Hasan Fawzi, Direktur Penilai Harga Efek Indonesia (PHEI) atau Indonesia Bond Pricing Agency (IBPA), menuturkan, Badan Pengawas Pasar Modal dan Lembaga Keuangan (Bapepam-LK) telah menunjuk PHEI untuk menilai harga wajar efek obligasi. "Akan ada perubahan mekanisme perhitungan yang akan diatur dalam peraturan Bapepam-LK IV.C.2.," ungkap Hasan, Rabu (16/11).

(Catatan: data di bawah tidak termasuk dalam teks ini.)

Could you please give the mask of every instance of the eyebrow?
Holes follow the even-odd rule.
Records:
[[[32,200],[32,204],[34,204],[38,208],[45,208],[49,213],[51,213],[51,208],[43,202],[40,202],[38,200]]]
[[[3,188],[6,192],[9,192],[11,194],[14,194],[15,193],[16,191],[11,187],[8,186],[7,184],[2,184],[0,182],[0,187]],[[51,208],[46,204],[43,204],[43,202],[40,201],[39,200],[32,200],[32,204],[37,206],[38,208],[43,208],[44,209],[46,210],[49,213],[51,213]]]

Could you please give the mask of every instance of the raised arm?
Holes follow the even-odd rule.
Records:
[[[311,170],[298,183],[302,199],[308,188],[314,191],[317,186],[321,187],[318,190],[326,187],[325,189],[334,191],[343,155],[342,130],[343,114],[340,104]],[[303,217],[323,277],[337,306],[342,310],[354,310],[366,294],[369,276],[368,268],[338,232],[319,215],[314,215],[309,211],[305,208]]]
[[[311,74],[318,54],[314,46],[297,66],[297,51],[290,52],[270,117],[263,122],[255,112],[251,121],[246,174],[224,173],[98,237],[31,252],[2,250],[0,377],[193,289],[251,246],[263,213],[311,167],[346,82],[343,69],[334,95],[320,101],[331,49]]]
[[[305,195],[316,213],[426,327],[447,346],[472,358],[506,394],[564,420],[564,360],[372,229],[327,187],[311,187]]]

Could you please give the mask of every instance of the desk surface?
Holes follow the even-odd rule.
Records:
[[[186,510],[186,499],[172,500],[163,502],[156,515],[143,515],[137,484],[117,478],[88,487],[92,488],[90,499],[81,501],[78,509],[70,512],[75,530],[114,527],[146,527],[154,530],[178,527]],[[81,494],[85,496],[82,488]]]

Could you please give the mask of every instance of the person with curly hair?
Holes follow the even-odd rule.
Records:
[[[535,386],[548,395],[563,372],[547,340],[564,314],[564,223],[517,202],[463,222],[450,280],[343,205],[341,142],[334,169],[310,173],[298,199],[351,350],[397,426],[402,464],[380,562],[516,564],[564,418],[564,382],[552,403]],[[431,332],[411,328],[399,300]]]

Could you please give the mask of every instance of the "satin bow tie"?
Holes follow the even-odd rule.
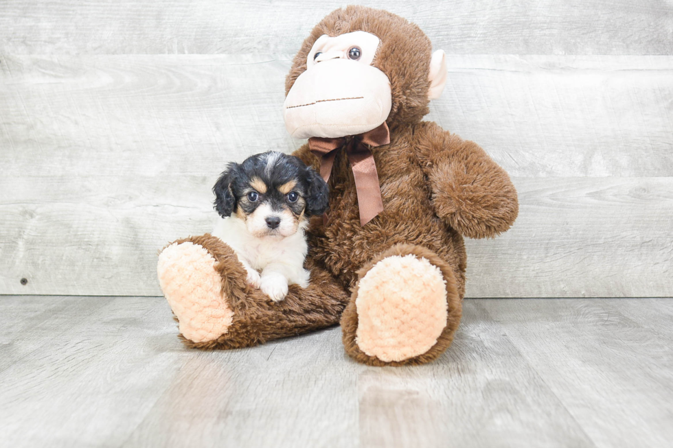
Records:
[[[350,138],[311,137],[308,139],[311,152],[320,158],[320,175],[325,182],[330,180],[337,151],[342,148],[345,150],[355,179],[360,224],[363,226],[383,211],[378,173],[369,148],[389,143],[390,132],[385,122],[376,129]]]

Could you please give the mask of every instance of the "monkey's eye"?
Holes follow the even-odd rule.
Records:
[[[360,59],[360,56],[362,56],[362,50],[360,49],[359,47],[353,47],[350,50],[348,50],[348,59],[357,60]]]
[[[299,198],[299,195],[297,194],[295,191],[290,191],[288,193],[287,197],[288,202],[296,202],[297,200]]]

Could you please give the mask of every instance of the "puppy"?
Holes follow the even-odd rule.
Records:
[[[328,207],[327,184],[293,156],[269,152],[230,163],[213,187],[222,217],[213,235],[229,244],[247,282],[280,301],[288,285],[308,286],[304,268],[308,217]]]

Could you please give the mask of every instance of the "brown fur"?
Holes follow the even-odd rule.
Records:
[[[297,182],[295,180],[290,180],[290,182],[286,182],[284,184],[278,187],[278,191],[283,194],[287,194],[292,191],[292,189],[297,187]]]
[[[329,182],[329,221],[323,225],[321,218],[314,217],[307,232],[310,285],[306,290],[290,286],[287,297],[279,303],[245,285],[242,267],[219,239],[208,235],[189,239],[217,259],[216,270],[234,310],[234,321],[217,340],[185,342],[188,345],[202,349],[254,345],[334,325],[340,317],[346,352],[371,365],[427,362],[450,344],[465,294],[467,259],[461,235],[483,238],[506,231],[518,213],[516,192],[507,174],[477,145],[434,123],[421,121],[428,113],[431,46],[416,25],[394,14],[359,6],[330,14],[302,44],[288,75],[286,92],[306,70],[306,56],[316,39],[357,30],[380,38],[373,64],[387,75],[391,85],[393,106],[387,120],[390,144],[372,149],[383,211],[365,226],[361,225],[352,171],[343,152],[337,152]],[[308,145],[295,155],[319,169],[319,160]],[[363,353],[355,343],[357,284],[383,257],[405,254],[427,259],[443,273],[447,325],[426,353],[400,362],[384,362]]]
[[[358,271],[358,280],[365,276],[365,274],[378,262],[386,257],[391,255],[407,255],[411,254],[418,258],[425,258],[433,265],[440,268],[444,279],[446,281],[446,303],[448,305],[448,317],[446,327],[437,340],[437,342],[430,350],[422,355],[415,356],[402,362],[385,362],[378,358],[364,353],[357,344],[355,343],[355,334],[358,329],[358,312],[355,306],[355,298],[358,296],[358,287],[353,290],[353,294],[348,306],[341,316],[341,331],[343,333],[343,346],[346,353],[360,362],[370,366],[402,366],[404,364],[423,364],[437,359],[453,341],[453,335],[458,329],[460,323],[462,309],[461,296],[458,294],[456,288],[455,277],[453,271],[444,260],[424,248],[411,244],[396,244],[378,257],[374,258],[365,266]]]

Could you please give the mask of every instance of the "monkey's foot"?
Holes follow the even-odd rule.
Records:
[[[178,319],[180,333],[192,342],[218,339],[227,333],[233,318],[215,263],[205,248],[190,241],[173,243],[159,256],[161,290]]]
[[[360,271],[341,320],[344,345],[368,364],[423,364],[450,345],[460,314],[446,262],[424,248],[398,245]]]

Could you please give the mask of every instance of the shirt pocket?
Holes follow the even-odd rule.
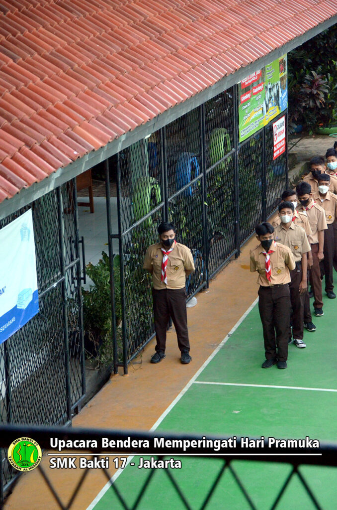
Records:
[[[284,274],[285,268],[280,266],[275,266],[272,268],[272,273],[274,276],[280,276]]]

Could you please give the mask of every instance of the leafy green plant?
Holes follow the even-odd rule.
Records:
[[[116,326],[122,317],[119,264],[119,256],[116,255],[114,258]],[[89,290],[82,290],[85,330],[89,341],[93,342],[96,347],[99,364],[110,363],[113,359],[109,265],[109,257],[104,251],[96,265],[89,263],[87,273],[93,285],[90,285]],[[119,332],[118,337],[120,336]]]

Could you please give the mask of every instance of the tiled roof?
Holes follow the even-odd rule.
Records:
[[[1,0],[0,201],[336,12],[335,0]]]

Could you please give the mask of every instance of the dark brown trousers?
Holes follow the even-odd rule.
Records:
[[[258,294],[266,359],[287,361],[291,307],[289,286],[261,286]]]
[[[180,351],[189,351],[186,292],[183,289],[152,289],[154,328],[156,351],[165,352],[166,333],[170,317],[176,328],[178,346]]]
[[[296,263],[296,267],[290,271],[291,282],[289,284],[291,314],[293,322],[293,338],[303,340],[303,321],[304,316],[304,297],[305,295],[299,293],[299,284],[302,281],[302,264]],[[308,321],[308,322],[311,322]],[[289,338],[291,335],[289,335]]]
[[[325,292],[333,290],[333,257],[334,254],[334,236],[332,224],[328,225],[324,231],[324,258],[320,264],[322,274],[325,275]]]
[[[312,286],[315,300],[314,308],[323,308],[323,296],[322,294],[322,280],[321,280],[321,268],[318,260],[318,243],[311,245],[314,264],[309,271],[310,274],[310,285]]]

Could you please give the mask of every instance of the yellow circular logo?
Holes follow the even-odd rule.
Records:
[[[19,438],[8,448],[8,460],[18,471],[35,469],[42,457],[40,445],[31,438]]]

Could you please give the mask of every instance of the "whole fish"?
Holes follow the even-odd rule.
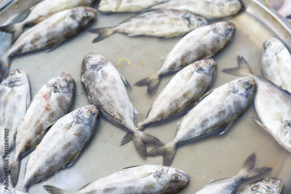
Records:
[[[98,10],[105,13],[137,12],[166,0],[101,0]]]
[[[135,85],[148,85],[148,94],[152,95],[163,75],[177,71],[198,60],[214,55],[230,41],[235,28],[232,23],[221,22],[193,30],[175,45],[157,74]]]
[[[56,122],[31,153],[19,190],[29,187],[65,166],[70,166],[92,137],[100,113],[88,105],[63,117]]]
[[[237,189],[242,181],[272,170],[272,168],[267,167],[253,169],[255,156],[255,153],[249,156],[237,175],[212,182],[195,194],[232,194]]]
[[[59,193],[161,193],[174,194],[186,187],[191,176],[180,169],[154,165],[129,166],[93,181],[76,192],[45,185],[47,191]]]
[[[239,0],[170,0],[151,8],[185,10],[208,19],[234,15],[242,7]]]
[[[235,194],[280,194],[283,186],[280,179],[266,177],[246,185]]]
[[[264,76],[291,92],[291,54],[284,44],[274,37],[269,38],[264,43],[261,55]]]
[[[179,121],[174,140],[153,149],[148,156],[162,154],[163,165],[170,165],[178,145],[224,133],[249,108],[256,86],[253,78],[244,77],[208,92]],[[221,128],[226,126],[225,129]]]
[[[97,105],[102,115],[132,134],[136,149],[146,158],[146,143],[164,144],[152,136],[136,129],[137,113],[127,95],[129,83],[109,61],[98,54],[90,53],[84,57],[81,81],[89,102]]]
[[[67,9],[54,14],[26,31],[0,59],[2,76],[7,73],[12,56],[49,46],[54,48],[86,28],[94,22],[96,15],[96,10],[91,8]]]
[[[113,27],[91,29],[89,31],[99,34],[93,41],[96,42],[115,32],[125,33],[130,36],[145,35],[169,38],[182,35],[207,24],[204,17],[186,11],[162,10],[141,13]]]
[[[251,76],[258,85],[254,100],[255,108],[261,123],[260,126],[273,136],[279,144],[291,152],[291,95],[269,80],[253,74],[247,62],[242,57],[237,58],[238,67],[223,70],[226,73]]]
[[[210,88],[217,73],[217,64],[211,58],[202,60],[180,70],[169,81],[154,102],[146,117],[137,127],[145,127],[169,119],[196,104]],[[132,139],[131,134],[123,138],[123,145]]]
[[[14,156],[10,161],[11,184],[18,181],[20,158],[41,140],[43,131],[52,123],[67,114],[73,104],[75,84],[69,74],[61,73],[47,82],[31,101],[19,124],[14,147]]]
[[[0,27],[0,31],[12,33],[14,42],[25,26],[37,24],[52,15],[68,9],[81,6],[91,6],[97,0],[44,0],[31,8],[29,15],[22,22]]]
[[[2,156],[13,147],[17,128],[30,102],[29,83],[26,73],[21,69],[8,72],[0,83],[0,153]],[[8,146],[6,148],[5,146]],[[0,182],[6,174],[0,157]],[[8,172],[8,171],[7,172]]]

Revisi aturan IV.C.2 tentang Nilai Pasar Wajar dari Efek dalam Portofolio Reksadana tersebut sudah sampai pada tahap draf akhir. Kelak, jika acuan harga yang disusun PHEI sudah berlaku, maka MI akan menggunakan harga obligasi pemerintah dan obligasi korporasi yang sama.
Penyeragaman harga ini bisa mempengaruhi NAB reksadana beraset dasar obligasi. Ini karena ada perbedaan metode hitungan. Hasan bilang, perbedaan harga obligasi akan sangat kentara pada obligasi korporasi. Sedangkan obligasi negara sudah lebih standar sejauh ini.

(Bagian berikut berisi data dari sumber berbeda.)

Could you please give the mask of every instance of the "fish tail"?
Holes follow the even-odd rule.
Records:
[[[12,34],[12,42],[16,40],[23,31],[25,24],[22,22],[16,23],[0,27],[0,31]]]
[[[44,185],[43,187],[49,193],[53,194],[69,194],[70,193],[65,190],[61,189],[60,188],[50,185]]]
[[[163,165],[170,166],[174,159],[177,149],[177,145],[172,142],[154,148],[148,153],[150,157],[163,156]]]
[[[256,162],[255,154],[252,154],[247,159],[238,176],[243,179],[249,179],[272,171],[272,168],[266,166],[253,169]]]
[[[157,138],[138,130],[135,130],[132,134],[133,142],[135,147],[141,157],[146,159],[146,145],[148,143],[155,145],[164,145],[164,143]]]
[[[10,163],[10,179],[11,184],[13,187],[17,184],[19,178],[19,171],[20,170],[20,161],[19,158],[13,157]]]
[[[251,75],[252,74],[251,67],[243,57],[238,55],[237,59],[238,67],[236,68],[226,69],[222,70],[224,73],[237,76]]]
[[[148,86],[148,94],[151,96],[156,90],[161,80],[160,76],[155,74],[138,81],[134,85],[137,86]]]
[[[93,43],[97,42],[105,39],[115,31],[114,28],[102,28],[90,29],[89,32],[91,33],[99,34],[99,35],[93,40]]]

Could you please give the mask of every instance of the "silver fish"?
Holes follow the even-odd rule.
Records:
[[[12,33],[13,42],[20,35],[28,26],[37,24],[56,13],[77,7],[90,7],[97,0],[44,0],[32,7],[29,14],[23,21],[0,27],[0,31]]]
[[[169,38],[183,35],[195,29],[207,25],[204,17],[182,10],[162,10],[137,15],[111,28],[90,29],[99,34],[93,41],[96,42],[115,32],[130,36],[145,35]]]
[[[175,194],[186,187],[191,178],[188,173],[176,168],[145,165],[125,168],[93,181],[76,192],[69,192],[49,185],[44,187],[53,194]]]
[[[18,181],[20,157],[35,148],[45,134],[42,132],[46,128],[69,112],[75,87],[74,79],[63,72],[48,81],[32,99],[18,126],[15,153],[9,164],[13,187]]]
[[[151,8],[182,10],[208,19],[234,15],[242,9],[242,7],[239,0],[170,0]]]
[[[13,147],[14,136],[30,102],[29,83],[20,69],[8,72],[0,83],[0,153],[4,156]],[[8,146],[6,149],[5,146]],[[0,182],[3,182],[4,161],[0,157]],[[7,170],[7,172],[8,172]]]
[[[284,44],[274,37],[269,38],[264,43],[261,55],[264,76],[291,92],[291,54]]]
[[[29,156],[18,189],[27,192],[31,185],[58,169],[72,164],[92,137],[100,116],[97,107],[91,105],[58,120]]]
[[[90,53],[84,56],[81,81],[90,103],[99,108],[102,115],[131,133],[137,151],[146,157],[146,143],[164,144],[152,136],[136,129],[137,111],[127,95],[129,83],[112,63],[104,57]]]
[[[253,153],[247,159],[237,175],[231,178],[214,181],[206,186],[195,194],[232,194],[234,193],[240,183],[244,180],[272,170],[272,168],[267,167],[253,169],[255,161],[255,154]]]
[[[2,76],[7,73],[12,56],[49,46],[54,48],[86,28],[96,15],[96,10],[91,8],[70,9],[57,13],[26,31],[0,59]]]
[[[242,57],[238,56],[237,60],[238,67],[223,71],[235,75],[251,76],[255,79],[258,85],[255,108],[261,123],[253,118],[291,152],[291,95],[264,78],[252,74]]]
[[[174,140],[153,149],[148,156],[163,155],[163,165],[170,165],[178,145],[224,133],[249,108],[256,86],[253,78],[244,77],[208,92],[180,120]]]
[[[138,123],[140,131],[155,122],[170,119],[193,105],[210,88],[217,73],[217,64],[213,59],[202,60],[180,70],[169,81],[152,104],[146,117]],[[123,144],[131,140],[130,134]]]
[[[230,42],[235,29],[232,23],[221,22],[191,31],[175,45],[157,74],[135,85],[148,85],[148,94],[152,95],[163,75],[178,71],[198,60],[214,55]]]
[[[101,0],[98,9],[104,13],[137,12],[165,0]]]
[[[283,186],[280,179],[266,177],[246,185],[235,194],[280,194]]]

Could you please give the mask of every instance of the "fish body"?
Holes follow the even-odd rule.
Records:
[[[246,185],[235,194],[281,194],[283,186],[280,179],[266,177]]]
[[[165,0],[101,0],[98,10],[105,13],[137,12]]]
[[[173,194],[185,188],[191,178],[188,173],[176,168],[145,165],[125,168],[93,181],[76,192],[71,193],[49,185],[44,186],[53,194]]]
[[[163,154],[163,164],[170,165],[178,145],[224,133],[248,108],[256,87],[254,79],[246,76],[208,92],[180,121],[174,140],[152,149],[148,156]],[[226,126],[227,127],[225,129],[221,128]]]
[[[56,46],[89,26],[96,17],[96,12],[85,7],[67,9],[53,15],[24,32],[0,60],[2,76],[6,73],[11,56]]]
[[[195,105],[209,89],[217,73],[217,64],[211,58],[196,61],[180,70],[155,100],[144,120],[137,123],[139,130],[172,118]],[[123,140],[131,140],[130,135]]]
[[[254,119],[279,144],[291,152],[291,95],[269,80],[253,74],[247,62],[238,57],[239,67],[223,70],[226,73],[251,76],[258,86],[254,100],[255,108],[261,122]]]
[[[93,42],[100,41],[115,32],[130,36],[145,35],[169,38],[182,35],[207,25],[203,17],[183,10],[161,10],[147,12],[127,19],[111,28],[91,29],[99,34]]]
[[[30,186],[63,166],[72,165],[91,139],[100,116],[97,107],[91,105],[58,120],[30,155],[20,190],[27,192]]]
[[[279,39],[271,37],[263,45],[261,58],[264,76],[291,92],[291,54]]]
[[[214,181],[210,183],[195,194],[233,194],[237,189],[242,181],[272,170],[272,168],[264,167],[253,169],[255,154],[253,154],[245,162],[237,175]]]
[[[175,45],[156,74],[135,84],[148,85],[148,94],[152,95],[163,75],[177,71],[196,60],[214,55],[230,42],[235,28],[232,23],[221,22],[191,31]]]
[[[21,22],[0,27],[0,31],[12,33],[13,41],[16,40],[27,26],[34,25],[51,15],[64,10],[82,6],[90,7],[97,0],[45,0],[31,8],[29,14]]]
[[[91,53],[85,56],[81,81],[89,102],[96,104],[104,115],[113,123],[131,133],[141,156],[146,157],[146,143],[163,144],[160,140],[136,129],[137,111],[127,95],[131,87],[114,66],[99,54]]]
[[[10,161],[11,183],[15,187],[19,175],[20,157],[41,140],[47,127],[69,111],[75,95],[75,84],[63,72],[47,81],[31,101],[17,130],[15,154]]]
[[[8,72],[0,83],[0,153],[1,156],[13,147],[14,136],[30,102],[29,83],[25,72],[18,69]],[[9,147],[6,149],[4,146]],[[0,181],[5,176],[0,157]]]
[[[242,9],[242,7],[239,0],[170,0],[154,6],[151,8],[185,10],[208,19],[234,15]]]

MI akan diberikan waktu untuk menyesuaikan. Jika perubahannya besar, waktu penyesuaiannya juga lebih panjang. "Waktu penyesuaian yang diberikan antara tiga hingga enam bulan," jelas dia. Penerapan penyeragaman harga efek ini kemungkinan akan mulai berjalan awal tahun depan.
Selama ini, penghitungan harga wajar obligasi ditentukan oleh para pelaku industri sendiri. Sehingga, harga satu obligasi akan berbeda berdasarkan perhitungan masing-masing MI.
MI tidak khawatir
Edbert Suryajaya, analis Infovesta Utama, menilai, cara baru penghitungan harga wajar efek pasti mempengaruhi NAB. Namun, sejauh mana pengaruh pemberlakuan aturan baru, Edbert belum bisa menghitung persis. Saat ini, sejatinya MI sudah memiliki harga acuan mengacu pada hasil referensi Kustodian Sentral Efek Indonesia.

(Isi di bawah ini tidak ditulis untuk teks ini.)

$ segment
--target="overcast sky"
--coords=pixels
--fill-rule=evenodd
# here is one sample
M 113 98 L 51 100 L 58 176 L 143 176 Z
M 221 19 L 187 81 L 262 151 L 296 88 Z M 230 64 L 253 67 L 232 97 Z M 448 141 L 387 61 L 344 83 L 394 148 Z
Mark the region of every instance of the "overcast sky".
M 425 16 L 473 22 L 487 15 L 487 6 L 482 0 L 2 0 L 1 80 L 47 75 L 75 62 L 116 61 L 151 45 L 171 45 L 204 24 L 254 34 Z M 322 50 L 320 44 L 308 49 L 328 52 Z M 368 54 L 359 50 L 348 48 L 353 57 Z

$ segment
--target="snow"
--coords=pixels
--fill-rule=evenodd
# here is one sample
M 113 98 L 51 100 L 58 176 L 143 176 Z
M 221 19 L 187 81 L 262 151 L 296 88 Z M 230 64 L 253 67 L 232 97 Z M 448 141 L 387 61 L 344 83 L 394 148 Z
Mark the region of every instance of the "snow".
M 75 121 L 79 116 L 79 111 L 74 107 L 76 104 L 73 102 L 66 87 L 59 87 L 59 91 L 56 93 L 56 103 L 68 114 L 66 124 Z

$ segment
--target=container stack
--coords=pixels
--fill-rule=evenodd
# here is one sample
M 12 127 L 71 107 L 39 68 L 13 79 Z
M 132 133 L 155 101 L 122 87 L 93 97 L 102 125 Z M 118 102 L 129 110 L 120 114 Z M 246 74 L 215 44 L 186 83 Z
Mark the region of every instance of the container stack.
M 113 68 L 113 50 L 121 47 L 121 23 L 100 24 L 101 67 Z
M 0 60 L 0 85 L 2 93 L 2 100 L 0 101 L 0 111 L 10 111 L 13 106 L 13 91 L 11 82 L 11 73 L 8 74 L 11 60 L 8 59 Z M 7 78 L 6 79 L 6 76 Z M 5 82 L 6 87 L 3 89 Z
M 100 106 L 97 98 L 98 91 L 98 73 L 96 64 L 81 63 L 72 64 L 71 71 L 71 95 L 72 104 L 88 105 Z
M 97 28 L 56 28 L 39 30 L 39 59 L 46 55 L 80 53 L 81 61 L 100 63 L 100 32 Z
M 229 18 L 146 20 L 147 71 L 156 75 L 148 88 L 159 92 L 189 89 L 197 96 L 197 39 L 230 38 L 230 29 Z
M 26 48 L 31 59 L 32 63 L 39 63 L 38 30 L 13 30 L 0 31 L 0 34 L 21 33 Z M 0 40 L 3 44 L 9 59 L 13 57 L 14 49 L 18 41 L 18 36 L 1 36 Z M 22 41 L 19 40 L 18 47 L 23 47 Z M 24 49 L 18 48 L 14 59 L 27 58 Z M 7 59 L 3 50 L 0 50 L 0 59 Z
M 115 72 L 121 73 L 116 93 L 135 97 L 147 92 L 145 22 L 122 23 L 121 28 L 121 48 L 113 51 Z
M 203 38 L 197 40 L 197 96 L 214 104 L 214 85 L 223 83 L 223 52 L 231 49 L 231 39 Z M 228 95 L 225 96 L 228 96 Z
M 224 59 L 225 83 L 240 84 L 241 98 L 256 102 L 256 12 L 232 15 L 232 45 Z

Edward P Lubis, Presiden Direktur Bahana TCW Investment Management, menuturkan, Bahana kemungkinan besar tidak akan terlalu terpengaruh dengan mekanisme baru penghitungan harga wajar efek tersebut.
Pasalnya, reksadana terbitan Bahana yang beraset dasar obligasi sejauh ini, mayoritas memanfaatkan underlying berupa Surat Utang Negara (SUN). Sedangkan reksadana terproteksi Bahana, juga kemungkinan kecil terimbas kendati memiliki aset dasar obligasi korporasi. Ini karena obligasi korporasi yang menjadi aset dasar tersebut kebanyakan dipegang Bahana hingga jatuh tempo.
Saat ini, nilai dana kelolaan reksadana Bahana yang beraset dasar obligasi mencapai Rp 9 triliun, dari total dana kelolaan sebesar Rp 11 triliun. "Untuk obligasi korporasi kami telah membuang yang tidak likuid sejak tahun 2006," kata Edward.
Sugeng Sugiharto, Direktur Mega Capital Investama, mengaku tidak khawatir dengan mekanisme baru tersebut bakal mempengaruhi bisnis mereka.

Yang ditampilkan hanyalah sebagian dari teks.